According to Slorg, a member of Jupiter’s Core Working Group on Solana, scammers have started using a built-in Solana token extension to secretly delete their targets’ crypto assets. On September 3, Slorg shared on X that transactions were being made within the wallet, but these transactions were not visible in any way.
New Attack Method on Solana Network
In the related attack, it was revealed that they swapped for a token named RED with the Permanent Delegate extension for a user. This allowed the scammers to burn all the tokens just seven seconds after the transaction. Solana’s official website describes the Permanent Delegate extension as a function that allows tokens to be burned or transferred without limitation.
It was designed for appropriate use cases such as reclaiming mistakenly transferred tokens, using in revocable access tokens, or compliance with sanctions. However, even Solana acknowledged that this is a double-edged feature and could be abused. Speaking on the matter, Slorg stated that there could be several reasons why a scammer would want to burn tokens and shared the following statements:
“The first reason causes general chaos. Sometimes scammers just want to see destruction and chaos. If someone can’t sell, the price doesn’t drop.

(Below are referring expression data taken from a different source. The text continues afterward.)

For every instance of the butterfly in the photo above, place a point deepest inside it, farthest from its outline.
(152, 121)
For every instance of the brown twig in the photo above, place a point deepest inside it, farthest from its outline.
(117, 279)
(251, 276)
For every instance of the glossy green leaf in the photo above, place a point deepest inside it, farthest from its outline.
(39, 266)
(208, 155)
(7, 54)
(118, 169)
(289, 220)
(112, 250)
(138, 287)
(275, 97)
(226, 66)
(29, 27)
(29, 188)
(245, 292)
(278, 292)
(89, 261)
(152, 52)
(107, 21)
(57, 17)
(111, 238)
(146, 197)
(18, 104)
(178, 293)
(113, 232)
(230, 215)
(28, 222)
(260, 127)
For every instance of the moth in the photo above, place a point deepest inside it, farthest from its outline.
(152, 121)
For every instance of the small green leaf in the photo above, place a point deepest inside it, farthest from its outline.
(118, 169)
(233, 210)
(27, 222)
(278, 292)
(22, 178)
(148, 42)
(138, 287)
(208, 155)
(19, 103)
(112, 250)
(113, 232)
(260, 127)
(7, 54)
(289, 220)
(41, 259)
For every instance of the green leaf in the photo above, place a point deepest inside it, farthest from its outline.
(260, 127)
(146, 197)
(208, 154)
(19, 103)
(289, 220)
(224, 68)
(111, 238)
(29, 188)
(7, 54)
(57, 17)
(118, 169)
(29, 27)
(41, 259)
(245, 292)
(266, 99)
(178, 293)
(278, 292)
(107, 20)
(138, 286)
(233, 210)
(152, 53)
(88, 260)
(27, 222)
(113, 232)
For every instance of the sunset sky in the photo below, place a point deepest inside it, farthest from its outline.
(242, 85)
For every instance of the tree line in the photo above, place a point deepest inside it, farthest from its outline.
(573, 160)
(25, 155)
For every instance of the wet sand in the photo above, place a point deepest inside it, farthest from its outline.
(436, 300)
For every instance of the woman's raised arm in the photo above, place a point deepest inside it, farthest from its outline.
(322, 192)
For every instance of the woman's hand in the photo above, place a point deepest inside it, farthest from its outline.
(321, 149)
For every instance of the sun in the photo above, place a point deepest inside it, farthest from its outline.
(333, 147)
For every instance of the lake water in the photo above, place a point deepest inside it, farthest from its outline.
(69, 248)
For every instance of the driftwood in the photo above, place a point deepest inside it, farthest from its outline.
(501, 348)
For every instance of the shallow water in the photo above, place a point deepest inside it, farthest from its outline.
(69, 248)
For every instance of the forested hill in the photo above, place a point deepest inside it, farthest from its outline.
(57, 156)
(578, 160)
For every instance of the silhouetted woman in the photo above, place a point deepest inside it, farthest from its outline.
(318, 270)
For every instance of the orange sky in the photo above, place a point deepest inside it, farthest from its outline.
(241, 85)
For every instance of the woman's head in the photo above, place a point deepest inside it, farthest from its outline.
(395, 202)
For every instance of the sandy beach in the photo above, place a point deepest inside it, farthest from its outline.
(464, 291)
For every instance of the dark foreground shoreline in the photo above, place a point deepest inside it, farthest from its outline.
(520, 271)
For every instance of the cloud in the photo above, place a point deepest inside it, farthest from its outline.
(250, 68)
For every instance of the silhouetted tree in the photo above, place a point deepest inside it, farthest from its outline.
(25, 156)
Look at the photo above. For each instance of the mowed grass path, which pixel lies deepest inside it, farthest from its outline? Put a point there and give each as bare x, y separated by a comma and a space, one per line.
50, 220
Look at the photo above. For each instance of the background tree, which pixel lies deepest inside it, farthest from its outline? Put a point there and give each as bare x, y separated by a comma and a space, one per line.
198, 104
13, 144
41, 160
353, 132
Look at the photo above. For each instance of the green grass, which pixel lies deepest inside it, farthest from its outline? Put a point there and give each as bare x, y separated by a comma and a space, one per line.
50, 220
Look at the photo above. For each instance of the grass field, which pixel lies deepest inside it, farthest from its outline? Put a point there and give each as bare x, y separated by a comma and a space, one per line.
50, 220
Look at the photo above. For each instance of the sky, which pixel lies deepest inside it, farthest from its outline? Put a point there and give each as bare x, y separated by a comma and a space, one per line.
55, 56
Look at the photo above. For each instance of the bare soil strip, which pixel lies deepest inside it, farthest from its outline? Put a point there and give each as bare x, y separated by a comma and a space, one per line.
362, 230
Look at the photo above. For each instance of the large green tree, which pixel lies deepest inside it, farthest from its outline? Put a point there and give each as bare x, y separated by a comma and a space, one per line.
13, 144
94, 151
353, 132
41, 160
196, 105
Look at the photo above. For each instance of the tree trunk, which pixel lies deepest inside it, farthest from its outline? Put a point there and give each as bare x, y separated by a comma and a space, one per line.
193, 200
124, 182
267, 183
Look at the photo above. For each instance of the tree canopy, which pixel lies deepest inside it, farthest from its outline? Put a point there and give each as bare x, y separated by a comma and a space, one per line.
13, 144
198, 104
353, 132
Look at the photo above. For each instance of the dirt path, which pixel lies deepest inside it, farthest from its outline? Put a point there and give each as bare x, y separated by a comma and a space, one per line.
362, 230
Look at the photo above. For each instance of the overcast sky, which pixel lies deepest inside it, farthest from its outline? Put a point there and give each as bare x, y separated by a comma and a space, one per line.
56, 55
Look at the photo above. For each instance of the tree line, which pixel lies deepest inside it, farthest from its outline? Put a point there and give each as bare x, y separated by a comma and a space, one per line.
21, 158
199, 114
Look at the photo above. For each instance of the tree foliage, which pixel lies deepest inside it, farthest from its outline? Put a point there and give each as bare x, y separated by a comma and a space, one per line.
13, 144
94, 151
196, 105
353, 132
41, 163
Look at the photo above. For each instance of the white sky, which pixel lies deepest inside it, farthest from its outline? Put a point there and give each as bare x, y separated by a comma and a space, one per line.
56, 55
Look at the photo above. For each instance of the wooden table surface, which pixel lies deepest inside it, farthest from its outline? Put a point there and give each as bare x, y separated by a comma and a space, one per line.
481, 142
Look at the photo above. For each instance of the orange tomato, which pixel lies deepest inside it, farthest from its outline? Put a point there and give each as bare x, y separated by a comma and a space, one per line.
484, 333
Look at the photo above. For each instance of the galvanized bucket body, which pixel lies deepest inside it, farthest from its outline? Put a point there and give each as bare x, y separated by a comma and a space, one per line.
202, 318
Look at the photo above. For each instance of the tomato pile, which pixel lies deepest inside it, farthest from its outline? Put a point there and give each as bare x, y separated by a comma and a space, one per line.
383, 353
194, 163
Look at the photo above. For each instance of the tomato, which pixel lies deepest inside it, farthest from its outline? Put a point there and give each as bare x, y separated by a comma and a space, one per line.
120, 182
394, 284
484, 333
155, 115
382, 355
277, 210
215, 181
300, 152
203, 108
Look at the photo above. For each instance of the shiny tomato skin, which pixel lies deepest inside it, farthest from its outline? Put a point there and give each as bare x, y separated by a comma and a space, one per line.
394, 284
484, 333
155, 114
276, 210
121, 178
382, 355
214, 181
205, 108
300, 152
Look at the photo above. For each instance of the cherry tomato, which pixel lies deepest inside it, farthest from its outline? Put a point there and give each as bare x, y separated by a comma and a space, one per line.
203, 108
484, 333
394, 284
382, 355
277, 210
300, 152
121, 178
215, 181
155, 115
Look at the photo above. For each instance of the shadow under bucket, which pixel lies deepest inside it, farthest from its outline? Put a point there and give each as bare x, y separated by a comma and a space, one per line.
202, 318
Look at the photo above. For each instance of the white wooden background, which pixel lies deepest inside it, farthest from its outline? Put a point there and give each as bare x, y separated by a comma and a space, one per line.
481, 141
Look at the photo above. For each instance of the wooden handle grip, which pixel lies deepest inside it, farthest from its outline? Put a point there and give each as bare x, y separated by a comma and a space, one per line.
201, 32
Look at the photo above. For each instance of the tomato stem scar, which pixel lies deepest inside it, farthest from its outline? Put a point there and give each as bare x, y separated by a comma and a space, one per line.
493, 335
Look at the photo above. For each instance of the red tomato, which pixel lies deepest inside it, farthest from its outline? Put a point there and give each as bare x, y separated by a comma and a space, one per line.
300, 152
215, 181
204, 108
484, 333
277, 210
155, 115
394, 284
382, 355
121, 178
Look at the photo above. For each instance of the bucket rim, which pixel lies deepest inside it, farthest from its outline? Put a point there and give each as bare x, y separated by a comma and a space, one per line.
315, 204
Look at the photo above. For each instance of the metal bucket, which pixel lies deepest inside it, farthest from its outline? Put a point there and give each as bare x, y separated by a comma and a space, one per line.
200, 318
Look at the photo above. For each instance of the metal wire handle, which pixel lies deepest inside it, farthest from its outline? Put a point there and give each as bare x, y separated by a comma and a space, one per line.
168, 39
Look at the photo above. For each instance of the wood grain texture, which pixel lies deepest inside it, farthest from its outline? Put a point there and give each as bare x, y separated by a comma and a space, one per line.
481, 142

Most of the time, scammers grab most of the initial supply, and the point is that they don’t need to make more than $50 to make it valuable.”
“Last November, I saw a single scammer issuing token after token before Pump Fun, and each time he was making only $50-100 but spread over $50 a day, earning thousands of dollars a week.”
Comments from Famous Names Came Quickly
Blockchain security service providers Beosin and Peckshield teams also shared similar theories in their comments. PeckShield predicts that scammers are trying to affect the token economy of the cryptocurrency because this essentially allows manipulation of the circulating supply of the related tokens.
Beosin believes that the scammer could use this function to trick users into thinking the circulating supply of the created tokens remains the same by destroying users’ tokens:
“For example, burn someone else’s tokens to raise the token price and profit from a DeFi protocol related to the token.”
Slorg stated that Jupiter and RugCheck are among the two organizations that create indicators of when this extension will be activated:
“No matter what, it is very important to exercise due diligence with any token. Always have a routine you don’t deviate from and take the time to read all the text when swapping. Otherwise, it could cost you dearly one day.”